Petrol çağının sonu ve sonrası


Haziran ayının ilk pazar günü yüzellidokuz litrelik standart bir varil ham petrolün fiyatı 135 Dolara doğru tırmanırken, G-8 ülkelerinin enerji bakanlarını ağırlayan Japon ekonomi bakanı Akira Amari, fiyatı 'anormal' sözüyle özetlemişti. Haksız da değildi. 2001 yılında 26 Dolar dolaylarında seyreden petrol, daha geçen yılın sonunda 95 Dolar civarındaydı.
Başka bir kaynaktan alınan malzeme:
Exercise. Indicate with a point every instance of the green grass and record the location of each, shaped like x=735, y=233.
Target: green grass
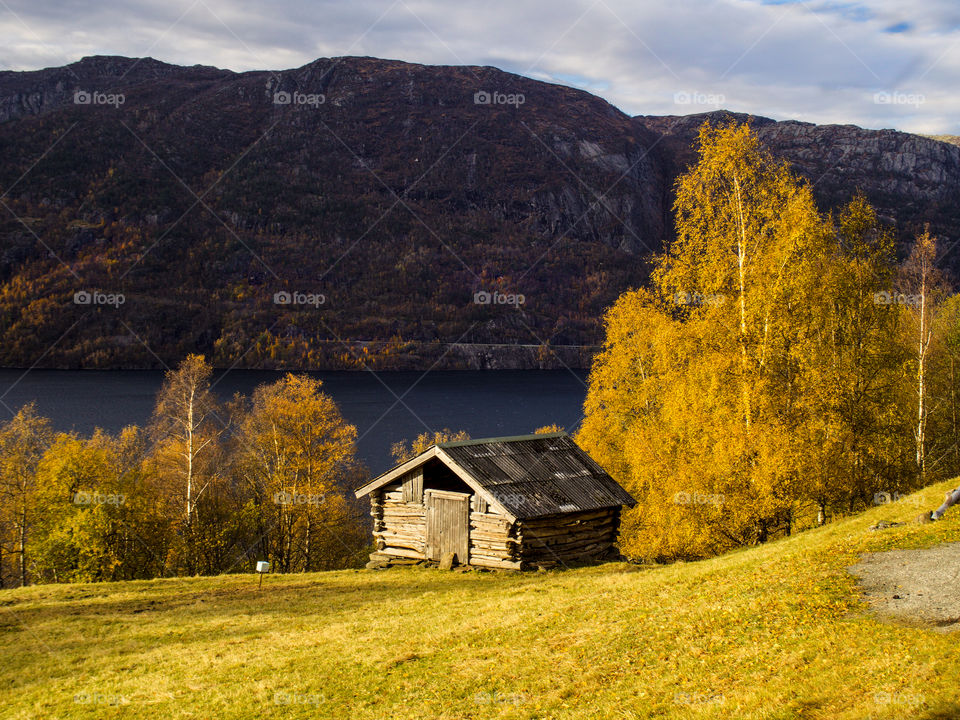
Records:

Petrol fiyatlarının rekordan rekora koşması herkesi ürkütüyor. Kapitalist sistemin temel enerji kaynağı ve hammaddesi haline geldiği ondokuzuncu yüzyılın son çeyreğinden bu yana -1973'deki siyasi petrol krizini saymazsak- petrol fiyatları belli bir istikrara sahip oldu. Seksenli yıllarda Suudiler tarfından varil fiyatı 20 küsür Dolarda sabitlenmiş , bu fiyat da 2003'e kadar nisbeten sabit kalmıştı. O tarihten itibaren petrolün fiyatı durmadan artmaktadır.

İyimserler, fiyat artışının, spekülatörlerle ve Doların değerinin düşüşüyle alakalı olduğunu söyleyedursunlar, geçici bir petrol kriziyle karşı karşıya olmadığımızı, konuyla ilgilenen herkes bilmektedir. Yaşanan petrol krizi siyasi veya mali değil jeolojiktir, yani doğaldır. TÜSİAD'ın deyimiyle, 'sahici bir kriz' kapıdadır.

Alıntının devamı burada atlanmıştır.